Today, of course. Not, technically, the end of the war; ‘just’ what the dictionaries call ‘The cessation of hostilities’, but the difference is a matter for the politicians and not the poor bastards they sent out to die.
As a child I had a dreadfully romantic idea of the First World War, fostered by the fat illustrated volumes called ‘The Great War’ which I would pull out from my grandfather’s bookshelves, to pore over jolly pictures of gallant British and German officers meeting in ruined houses in France to play Schubert on grand pianos that had survived. Grandy, as I called him, would smile indulgently. He had been a stretcher-bearer, I think, working out of the big hospital in Salonika, and eventually a patient there after being wounded. He never talked of the war.

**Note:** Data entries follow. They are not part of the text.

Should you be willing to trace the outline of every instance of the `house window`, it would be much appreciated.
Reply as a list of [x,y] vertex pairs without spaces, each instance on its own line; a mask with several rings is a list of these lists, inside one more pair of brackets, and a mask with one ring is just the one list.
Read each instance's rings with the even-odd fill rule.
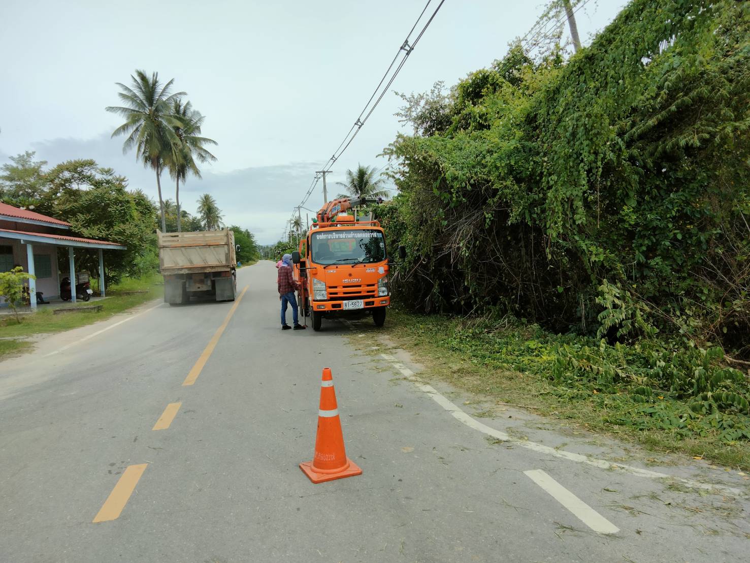
[[13,265],[13,247],[0,245],[0,272],[10,272]]
[[37,279],[52,277],[52,258],[50,254],[34,255],[34,275]]

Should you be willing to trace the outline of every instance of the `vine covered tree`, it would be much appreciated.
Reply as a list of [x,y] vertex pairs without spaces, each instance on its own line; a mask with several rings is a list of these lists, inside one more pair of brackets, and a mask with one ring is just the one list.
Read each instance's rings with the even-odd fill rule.
[[[346,182],[337,182],[352,197],[385,197],[388,190],[382,188],[383,179],[375,167],[358,164],[356,170],[346,170]],[[345,196],[344,196],[345,197]]]
[[174,128],[175,134],[179,139],[179,144],[166,158],[166,164],[170,170],[170,176],[176,181],[175,198],[177,206],[177,232],[182,230],[180,206],[180,181],[184,184],[188,175],[192,173],[200,178],[200,170],[196,161],[203,164],[214,162],[216,157],[206,148],[206,145],[216,145],[216,141],[200,136],[200,129],[206,118],[200,112],[193,109],[190,101],[183,102],[176,98],[172,104],[172,116],[179,122]]
[[210,194],[203,194],[198,198],[198,216],[206,230],[216,230],[222,223],[224,216],[216,200]]

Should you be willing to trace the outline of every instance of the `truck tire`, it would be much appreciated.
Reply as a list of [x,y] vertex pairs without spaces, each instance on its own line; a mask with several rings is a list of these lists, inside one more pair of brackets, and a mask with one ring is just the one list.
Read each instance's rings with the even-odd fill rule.
[[373,321],[376,327],[382,327],[386,322],[386,308],[377,307],[373,309]]
[[317,311],[313,312],[313,330],[317,332],[320,330],[320,326],[323,322],[323,314]]

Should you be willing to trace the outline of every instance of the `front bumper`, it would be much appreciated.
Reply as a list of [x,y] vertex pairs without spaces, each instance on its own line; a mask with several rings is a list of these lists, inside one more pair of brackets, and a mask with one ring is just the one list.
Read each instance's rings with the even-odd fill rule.
[[[362,309],[346,309],[347,312],[355,312],[357,311],[364,311],[368,309],[374,309],[375,307],[385,307],[391,304],[391,297],[386,295],[383,297],[368,297],[363,299],[364,306]],[[344,311],[344,301],[313,301],[310,309],[313,311],[320,312],[338,312]]]

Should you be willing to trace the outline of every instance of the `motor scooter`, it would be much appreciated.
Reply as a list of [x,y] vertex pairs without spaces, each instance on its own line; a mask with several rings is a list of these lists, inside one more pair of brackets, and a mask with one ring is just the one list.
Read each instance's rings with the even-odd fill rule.
[[[92,298],[94,291],[91,288],[88,280],[81,281],[76,284],[76,299],[88,301]],[[63,278],[60,282],[60,299],[63,301],[70,300],[70,278]]]

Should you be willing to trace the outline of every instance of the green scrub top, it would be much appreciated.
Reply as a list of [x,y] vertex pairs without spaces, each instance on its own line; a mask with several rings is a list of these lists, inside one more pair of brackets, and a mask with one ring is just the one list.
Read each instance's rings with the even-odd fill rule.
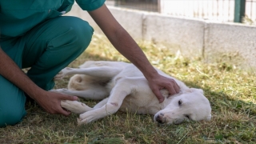
[[[38,23],[67,13],[74,0],[0,0],[1,38],[22,36]],[[76,0],[83,10],[101,7],[105,0]],[[61,24],[60,24],[61,25]]]

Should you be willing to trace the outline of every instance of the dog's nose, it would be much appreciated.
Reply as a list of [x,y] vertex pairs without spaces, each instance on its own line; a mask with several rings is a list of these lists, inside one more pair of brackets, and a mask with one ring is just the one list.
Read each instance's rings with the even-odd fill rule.
[[164,123],[164,118],[163,118],[164,114],[159,114],[157,118],[155,118],[155,120],[158,122],[158,123]]

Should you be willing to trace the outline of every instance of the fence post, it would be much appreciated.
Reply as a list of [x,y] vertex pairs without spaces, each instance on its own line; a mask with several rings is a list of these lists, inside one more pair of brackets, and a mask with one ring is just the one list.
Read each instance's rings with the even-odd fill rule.
[[246,12],[246,0],[234,1],[234,22],[242,22]]

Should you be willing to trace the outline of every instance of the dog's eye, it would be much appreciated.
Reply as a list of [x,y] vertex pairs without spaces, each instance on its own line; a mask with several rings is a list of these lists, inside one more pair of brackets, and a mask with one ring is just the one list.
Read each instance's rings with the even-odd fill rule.
[[182,100],[179,100],[179,101],[178,102],[178,106],[181,106],[182,103]]

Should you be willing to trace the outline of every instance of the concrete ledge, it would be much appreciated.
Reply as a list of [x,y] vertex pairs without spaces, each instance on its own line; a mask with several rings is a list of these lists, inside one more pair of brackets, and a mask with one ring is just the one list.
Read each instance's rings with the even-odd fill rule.
[[[203,55],[209,62],[230,58],[243,67],[256,68],[256,26],[108,7],[135,40],[163,43],[189,58]],[[85,19],[96,33],[102,33],[88,13],[76,4],[66,15]]]

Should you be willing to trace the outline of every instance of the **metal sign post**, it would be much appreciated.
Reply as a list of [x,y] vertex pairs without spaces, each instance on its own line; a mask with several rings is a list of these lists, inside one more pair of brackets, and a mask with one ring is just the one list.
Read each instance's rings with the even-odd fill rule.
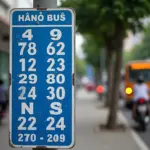
[[41,8],[50,7],[50,0],[39,2],[45,5],[10,14],[10,143],[34,150],[71,148],[74,13]]

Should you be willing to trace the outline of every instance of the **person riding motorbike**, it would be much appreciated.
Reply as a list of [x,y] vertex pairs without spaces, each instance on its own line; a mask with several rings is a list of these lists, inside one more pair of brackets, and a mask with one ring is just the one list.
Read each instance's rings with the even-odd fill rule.
[[[149,93],[150,93],[150,89],[144,83],[144,77],[138,76],[136,84],[133,87],[133,96],[134,96],[133,108],[132,108],[133,119],[136,118],[136,107],[137,107],[136,102],[139,100],[139,98],[144,98],[148,102],[149,101]],[[150,108],[150,107],[148,107],[148,108]]]

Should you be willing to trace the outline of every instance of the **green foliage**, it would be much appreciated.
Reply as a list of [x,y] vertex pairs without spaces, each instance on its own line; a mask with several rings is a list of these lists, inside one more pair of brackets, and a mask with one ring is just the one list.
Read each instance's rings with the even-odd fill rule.
[[149,0],[62,0],[62,6],[75,9],[80,33],[99,36],[112,36],[119,24],[140,30],[140,19],[150,14]]
[[86,55],[86,61],[91,64],[95,69],[100,66],[100,47],[93,37],[86,36],[82,49]]
[[130,52],[125,52],[124,63],[131,60],[150,58],[150,25],[144,31],[142,43],[136,45]]

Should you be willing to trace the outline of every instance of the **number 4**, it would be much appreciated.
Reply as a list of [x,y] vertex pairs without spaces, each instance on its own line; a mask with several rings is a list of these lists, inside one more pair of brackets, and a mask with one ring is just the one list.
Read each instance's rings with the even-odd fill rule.
[[31,29],[27,29],[27,30],[22,34],[22,38],[27,38],[29,41],[31,41],[32,38],[33,38],[32,30],[31,30]]

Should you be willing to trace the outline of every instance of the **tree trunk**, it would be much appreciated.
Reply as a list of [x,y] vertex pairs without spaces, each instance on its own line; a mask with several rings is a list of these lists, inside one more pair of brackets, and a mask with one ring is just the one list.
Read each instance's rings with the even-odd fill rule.
[[106,70],[107,70],[107,94],[105,107],[108,107],[111,99],[112,81],[113,81],[113,52],[106,50]]
[[122,66],[122,48],[119,49],[116,53],[116,61],[114,66],[114,75],[113,75],[113,88],[112,88],[112,97],[110,101],[110,111],[107,121],[107,127],[109,129],[115,129],[117,125],[117,110],[118,110],[118,99],[119,99],[119,84],[120,84],[120,72]]

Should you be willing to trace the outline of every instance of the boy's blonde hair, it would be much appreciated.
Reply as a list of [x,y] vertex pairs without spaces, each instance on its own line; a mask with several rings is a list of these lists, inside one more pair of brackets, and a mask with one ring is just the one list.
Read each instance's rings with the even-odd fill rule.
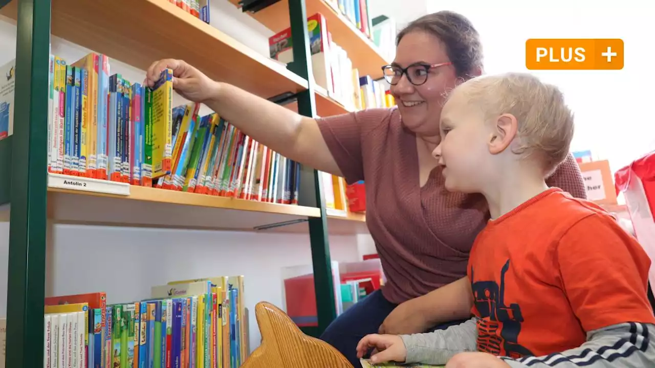
[[518,122],[512,151],[534,156],[550,175],[569,154],[573,114],[559,89],[524,73],[485,75],[464,83],[469,103],[482,108],[485,119],[509,113]]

What distresses me now is the knowledge that he must have seen and experienced the full horror of that war, but nevertheless kept on his shelves that set of books that made the whole thing out to be ‘An awfully big adventure’. Politicians have always relied on the sad fact that simple, decent people like my grandfather believe and even die for the myths they are fed.
When someone ‘important’ — the officer and poet Siegfried Sassoon, noted for his extreme bravery in battle, showed perhaps even more bravery in publicly denouncing a war that was being unnecessarily prolonged for political gain, what did the authorities do? They daren’t make a martyr by shooting him as a traitor: They declared him mad and sent him off to the loony bin.